Green spaghetti, also called espaghetti verde or espagueti verde, is a pasta, poblano chili, and crema dish in Mexican cuisine and the cuisine of Texas's Rio Grande Valley.

== Description, ingredients, and preparation ==
Priya Krishna, writing in The New York Times, likened the dish to "fettuccine Alfredo with a huge, verdant personality".

The dish consists of spaghetti served in a roasted poblano cream sauce. The sauce is typically made from roasted poblanos and onions pureed in a blender with crema. Additional ingredients may include parsley, cilantro, and garlic.

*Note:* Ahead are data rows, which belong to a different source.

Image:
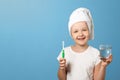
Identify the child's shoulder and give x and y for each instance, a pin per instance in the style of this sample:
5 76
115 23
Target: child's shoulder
94 50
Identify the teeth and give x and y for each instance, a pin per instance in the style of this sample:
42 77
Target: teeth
80 37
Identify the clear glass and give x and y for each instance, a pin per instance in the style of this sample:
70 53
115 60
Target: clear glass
105 50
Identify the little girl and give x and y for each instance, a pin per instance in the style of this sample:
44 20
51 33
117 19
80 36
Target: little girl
82 61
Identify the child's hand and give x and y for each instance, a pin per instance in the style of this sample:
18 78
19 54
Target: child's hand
106 61
62 63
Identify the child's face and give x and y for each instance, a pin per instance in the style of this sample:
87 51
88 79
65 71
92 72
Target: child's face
80 33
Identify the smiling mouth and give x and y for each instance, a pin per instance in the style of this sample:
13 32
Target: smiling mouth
80 38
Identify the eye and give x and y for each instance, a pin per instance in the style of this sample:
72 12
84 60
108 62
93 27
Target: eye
84 29
75 31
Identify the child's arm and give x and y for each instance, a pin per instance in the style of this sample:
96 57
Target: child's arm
62 70
100 69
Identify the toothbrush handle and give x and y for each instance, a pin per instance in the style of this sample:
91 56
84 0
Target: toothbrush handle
63 54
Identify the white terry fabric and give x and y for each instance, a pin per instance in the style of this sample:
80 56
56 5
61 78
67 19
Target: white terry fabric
82 14
80 65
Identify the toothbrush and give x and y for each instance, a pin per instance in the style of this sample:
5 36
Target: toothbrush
63 53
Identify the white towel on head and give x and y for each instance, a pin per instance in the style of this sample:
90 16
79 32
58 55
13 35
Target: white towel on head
82 14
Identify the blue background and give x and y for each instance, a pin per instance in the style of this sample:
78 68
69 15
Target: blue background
31 33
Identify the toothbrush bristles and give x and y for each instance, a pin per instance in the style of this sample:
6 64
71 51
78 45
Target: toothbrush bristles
63 44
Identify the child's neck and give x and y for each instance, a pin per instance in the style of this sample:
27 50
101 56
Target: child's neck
79 48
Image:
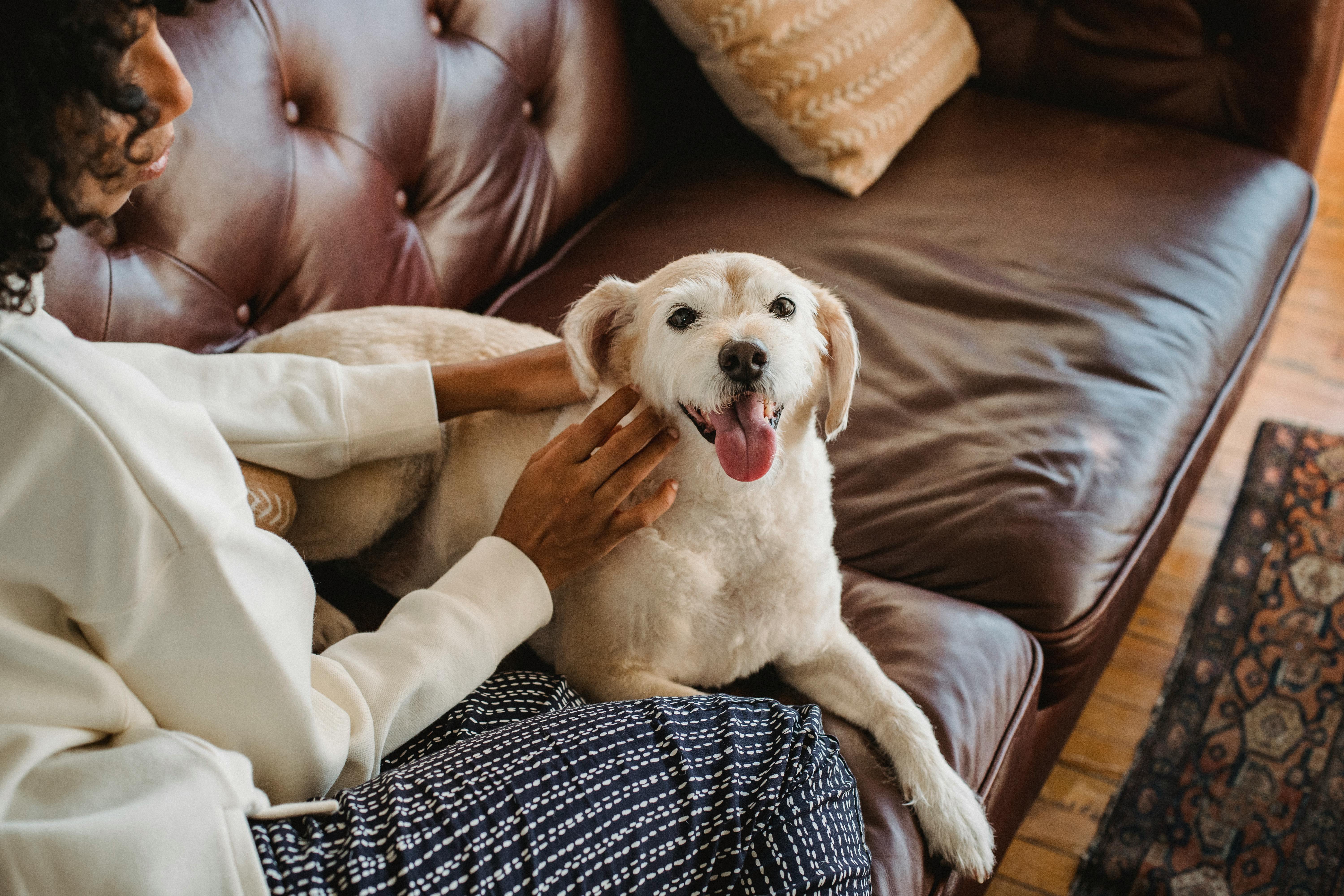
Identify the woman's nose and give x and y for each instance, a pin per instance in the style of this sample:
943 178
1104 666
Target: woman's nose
162 78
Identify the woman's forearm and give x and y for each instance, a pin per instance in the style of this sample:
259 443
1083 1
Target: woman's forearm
525 382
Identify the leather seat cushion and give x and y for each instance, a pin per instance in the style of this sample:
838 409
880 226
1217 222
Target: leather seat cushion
1048 302
974 672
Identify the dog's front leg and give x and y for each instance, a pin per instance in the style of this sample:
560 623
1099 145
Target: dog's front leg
846 679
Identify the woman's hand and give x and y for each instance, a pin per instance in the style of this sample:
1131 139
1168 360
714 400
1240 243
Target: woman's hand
565 511
521 383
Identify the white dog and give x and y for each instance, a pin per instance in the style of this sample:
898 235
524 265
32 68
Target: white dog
740 573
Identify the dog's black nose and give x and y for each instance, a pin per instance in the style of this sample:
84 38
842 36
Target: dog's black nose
744 361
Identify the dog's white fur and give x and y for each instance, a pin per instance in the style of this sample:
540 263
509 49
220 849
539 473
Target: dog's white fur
734 577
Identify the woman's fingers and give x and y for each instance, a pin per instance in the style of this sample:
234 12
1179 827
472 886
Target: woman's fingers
630 475
622 447
626 523
596 429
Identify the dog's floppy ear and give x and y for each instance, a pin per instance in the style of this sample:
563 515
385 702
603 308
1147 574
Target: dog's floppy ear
842 358
589 327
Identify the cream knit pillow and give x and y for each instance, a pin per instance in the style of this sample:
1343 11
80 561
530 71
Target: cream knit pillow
837 86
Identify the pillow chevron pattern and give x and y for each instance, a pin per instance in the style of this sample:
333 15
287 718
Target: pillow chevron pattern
837 86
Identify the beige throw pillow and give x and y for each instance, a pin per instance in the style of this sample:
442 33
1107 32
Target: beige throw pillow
837 86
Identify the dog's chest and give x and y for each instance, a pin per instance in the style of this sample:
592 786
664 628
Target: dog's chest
741 588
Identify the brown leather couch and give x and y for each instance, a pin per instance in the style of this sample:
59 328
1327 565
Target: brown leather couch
1060 284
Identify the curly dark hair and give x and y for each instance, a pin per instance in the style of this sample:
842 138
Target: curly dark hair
61 72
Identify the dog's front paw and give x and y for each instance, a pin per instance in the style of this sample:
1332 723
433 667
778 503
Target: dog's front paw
330 627
955 824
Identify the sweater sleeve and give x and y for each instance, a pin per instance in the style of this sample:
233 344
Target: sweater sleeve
312 725
306 416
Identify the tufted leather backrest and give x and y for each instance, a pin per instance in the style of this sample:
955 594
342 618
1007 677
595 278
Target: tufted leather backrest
345 154
1256 72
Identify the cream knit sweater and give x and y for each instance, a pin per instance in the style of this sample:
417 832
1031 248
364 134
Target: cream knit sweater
157 686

Chopped herbs and crumbled cotija are commonly used for garnish.

== Serving and cultural relevance ==
It is considered a celebration dish and is commonly served at weddings, parties, holidays, birthdays, baptisms, and other events both in Mexico and in Texas's Rio Grande Valley.

== Popularity ==
It is little known outside of Mexico and Texas's Rio Grande Valley. According to Texas Monthly's taco editor Jose Ralat, writing about Barbs B Q's version in 2022, the dish previously had "never migrated to restaurants". In 2022 Ralat wrote that the restaurant's version "might be the single best dish I ate all year". Eater called it a "Rio Grande Valley classic".